If things feel a little droopy in New York, it ain’t just the heat -- it’s the Surrealists! The Guggenheim Museum is filled with symbolic phalluses, all castrated, deflated or stacked on skewers by Louise Bourgeois. Never has the spiral concrete womb so resembled a vast beehive, with queen Louise in its center.
Down at the Museum of Modern Art are Salvador Dali’s famous melting clocks and oystery self-portraits, well-known emblems of his own impotency, in "Dali: Painting and Film." It’s a great show, with the galleries converted into a series of spacious theater spaces for Dali’s movies: Un Chien andalou (1929), L’Âge d’or (1930), the dream-sequence clip from Alfred Hitchcock’s Spellbound (1944), Andy Warhol’s 1966 screen test.
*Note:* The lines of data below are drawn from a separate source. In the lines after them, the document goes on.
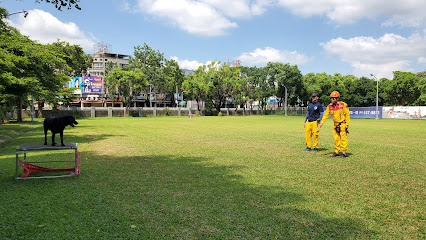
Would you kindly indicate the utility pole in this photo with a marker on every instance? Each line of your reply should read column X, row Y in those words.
column 377, row 97
column 285, row 101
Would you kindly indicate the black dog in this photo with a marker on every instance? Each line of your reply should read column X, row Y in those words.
column 57, row 125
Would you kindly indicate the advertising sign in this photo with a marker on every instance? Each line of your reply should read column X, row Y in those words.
column 364, row 112
column 92, row 84
column 404, row 112
column 76, row 82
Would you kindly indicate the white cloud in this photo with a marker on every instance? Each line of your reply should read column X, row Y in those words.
column 194, row 17
column 395, row 12
column 381, row 56
column 188, row 64
column 260, row 57
column 204, row 17
column 45, row 28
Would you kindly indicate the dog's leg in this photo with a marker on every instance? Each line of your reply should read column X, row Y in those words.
column 53, row 139
column 62, row 138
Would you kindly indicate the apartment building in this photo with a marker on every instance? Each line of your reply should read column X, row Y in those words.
column 100, row 59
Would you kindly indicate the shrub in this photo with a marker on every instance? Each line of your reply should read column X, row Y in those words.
column 209, row 109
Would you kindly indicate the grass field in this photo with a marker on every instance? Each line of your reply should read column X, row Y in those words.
column 221, row 178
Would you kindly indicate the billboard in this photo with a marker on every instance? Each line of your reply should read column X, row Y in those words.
column 405, row 112
column 87, row 84
column 76, row 82
column 364, row 112
column 92, row 84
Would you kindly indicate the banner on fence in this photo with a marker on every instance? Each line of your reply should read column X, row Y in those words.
column 405, row 112
column 364, row 112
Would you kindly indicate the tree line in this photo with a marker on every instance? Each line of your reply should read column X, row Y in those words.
column 33, row 72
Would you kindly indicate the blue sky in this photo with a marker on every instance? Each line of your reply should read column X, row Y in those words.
column 356, row 37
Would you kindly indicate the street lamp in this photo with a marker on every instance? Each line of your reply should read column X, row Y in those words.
column 377, row 97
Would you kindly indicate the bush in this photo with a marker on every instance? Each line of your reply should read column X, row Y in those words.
column 209, row 109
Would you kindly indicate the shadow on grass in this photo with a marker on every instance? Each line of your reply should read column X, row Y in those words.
column 162, row 197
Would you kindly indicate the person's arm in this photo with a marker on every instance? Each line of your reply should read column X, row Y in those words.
column 324, row 117
column 347, row 115
column 321, row 109
column 307, row 114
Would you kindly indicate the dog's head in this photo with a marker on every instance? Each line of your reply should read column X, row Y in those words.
column 70, row 120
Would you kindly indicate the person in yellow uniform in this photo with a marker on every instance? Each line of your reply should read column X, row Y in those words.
column 341, row 118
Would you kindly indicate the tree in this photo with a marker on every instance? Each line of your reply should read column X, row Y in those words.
column 222, row 83
column 285, row 76
column 172, row 78
column 63, row 3
column 31, row 69
column 195, row 85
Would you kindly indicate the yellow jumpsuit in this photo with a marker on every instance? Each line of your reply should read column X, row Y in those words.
column 311, row 131
column 340, row 115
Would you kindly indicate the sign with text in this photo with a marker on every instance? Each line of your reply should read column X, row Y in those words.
column 364, row 112
column 405, row 112
column 92, row 84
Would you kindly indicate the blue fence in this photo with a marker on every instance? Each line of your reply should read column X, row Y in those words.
column 364, row 112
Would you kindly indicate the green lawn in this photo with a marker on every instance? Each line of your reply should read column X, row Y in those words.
column 221, row 178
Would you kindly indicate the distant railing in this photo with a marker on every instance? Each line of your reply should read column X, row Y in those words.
column 365, row 112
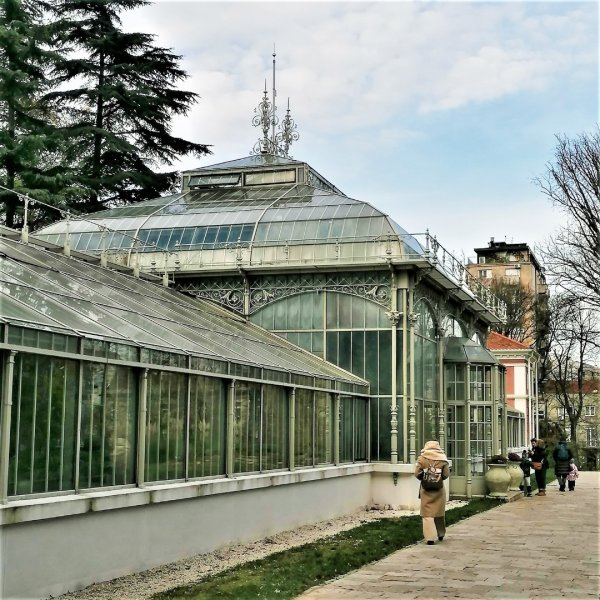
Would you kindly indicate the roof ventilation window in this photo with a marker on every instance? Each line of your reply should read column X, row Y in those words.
column 269, row 177
column 225, row 179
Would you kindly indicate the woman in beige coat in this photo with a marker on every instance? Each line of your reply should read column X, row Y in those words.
column 433, row 502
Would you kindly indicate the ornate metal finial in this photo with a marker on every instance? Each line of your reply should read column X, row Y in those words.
column 279, row 142
column 287, row 132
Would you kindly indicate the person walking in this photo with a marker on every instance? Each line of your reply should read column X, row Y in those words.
column 526, row 468
column 539, row 462
column 431, row 469
column 562, row 456
column 572, row 476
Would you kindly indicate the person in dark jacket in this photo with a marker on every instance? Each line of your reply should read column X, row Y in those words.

Especially bizarre is the cartoon Destino (1946), a seven-minute-long Disney-Dali mashup that Dali did some fabulous drawings for, but that was only finished by the cartoon giant in 2003. Imagine Snow White dancing around a Dali landscape to an atonal symphony, and you pretty much got it. (As for press stills, there are none; no doubt Disney, famous for suing kindergartens for painting Mickey Mouse on their walls without permission, has some corporate policy against it.)
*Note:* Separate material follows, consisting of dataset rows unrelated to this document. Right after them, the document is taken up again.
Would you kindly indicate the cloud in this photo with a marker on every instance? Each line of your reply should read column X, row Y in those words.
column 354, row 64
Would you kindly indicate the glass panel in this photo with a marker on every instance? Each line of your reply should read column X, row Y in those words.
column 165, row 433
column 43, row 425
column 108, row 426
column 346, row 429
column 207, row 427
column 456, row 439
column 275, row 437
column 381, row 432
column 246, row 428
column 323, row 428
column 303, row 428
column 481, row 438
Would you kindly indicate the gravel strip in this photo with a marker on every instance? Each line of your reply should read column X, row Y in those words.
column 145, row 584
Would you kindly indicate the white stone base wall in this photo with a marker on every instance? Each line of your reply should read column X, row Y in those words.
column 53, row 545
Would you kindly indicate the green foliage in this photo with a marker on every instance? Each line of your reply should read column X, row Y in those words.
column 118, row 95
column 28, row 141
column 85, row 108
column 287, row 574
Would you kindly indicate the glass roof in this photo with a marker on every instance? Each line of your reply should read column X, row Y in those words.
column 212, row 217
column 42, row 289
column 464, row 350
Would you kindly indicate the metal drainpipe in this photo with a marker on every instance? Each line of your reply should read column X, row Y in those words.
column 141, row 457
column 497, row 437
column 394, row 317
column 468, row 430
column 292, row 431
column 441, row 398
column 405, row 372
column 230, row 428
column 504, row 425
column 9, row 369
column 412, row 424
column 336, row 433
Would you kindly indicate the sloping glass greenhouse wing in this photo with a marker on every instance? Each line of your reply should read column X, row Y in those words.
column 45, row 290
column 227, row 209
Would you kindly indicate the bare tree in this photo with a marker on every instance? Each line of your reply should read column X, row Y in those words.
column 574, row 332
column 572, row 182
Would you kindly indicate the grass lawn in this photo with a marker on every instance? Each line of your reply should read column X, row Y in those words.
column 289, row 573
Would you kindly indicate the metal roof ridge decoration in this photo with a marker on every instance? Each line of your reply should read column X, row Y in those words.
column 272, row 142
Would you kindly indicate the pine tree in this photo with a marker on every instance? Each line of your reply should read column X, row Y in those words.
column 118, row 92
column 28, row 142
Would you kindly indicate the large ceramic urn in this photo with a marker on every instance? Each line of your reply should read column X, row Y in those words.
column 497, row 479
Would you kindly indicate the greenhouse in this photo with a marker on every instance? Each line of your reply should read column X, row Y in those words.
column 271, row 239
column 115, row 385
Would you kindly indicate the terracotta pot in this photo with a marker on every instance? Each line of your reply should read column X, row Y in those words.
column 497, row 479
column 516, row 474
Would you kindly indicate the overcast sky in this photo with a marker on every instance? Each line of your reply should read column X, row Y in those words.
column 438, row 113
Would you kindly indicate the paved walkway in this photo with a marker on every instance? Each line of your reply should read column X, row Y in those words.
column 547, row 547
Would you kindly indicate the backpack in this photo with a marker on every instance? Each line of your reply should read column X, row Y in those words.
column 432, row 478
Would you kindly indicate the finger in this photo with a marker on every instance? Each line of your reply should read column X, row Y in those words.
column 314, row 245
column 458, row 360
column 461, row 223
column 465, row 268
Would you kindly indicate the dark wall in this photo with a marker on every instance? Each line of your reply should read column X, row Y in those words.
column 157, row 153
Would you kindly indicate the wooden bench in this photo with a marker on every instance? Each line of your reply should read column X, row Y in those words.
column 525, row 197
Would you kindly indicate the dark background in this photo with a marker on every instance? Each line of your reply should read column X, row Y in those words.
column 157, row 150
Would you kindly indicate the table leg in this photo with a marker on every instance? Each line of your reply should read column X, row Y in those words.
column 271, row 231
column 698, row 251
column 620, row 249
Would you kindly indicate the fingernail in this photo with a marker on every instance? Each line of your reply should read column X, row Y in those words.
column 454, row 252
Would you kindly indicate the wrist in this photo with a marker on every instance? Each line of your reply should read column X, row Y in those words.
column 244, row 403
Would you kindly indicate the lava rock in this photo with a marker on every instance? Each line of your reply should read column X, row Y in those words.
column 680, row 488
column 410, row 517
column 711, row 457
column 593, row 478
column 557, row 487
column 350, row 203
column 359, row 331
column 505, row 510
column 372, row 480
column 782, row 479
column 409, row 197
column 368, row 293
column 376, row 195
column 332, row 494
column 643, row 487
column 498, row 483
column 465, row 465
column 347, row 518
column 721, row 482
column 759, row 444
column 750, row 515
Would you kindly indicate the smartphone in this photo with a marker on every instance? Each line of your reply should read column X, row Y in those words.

Best of all is Dali’s Chaos and Creation (1960), a 17-minute-long black-and-white video made with Philippe Halsman as a televised greeting to an avant-garde conference. Like a demented Ed Sullivan, Dali presents an easel holding a Piet Mondrian painting, which dissolves into an actual pigsty, with real pigs in one square, a model in an evening gown in another and a motorcycle in a third. Paging Aaron Young!
At the press preview, the Dali scholar Frédérique Camille Joseph-Lowery, who is organizing a show of Dali’s theater works for the Godwin-Ternbach Museum at Queens College in Flushing, pointed out that Dali himself didn’t use the Catalonian acute accent over the "i" in his name -- and so neither will we. What a relief.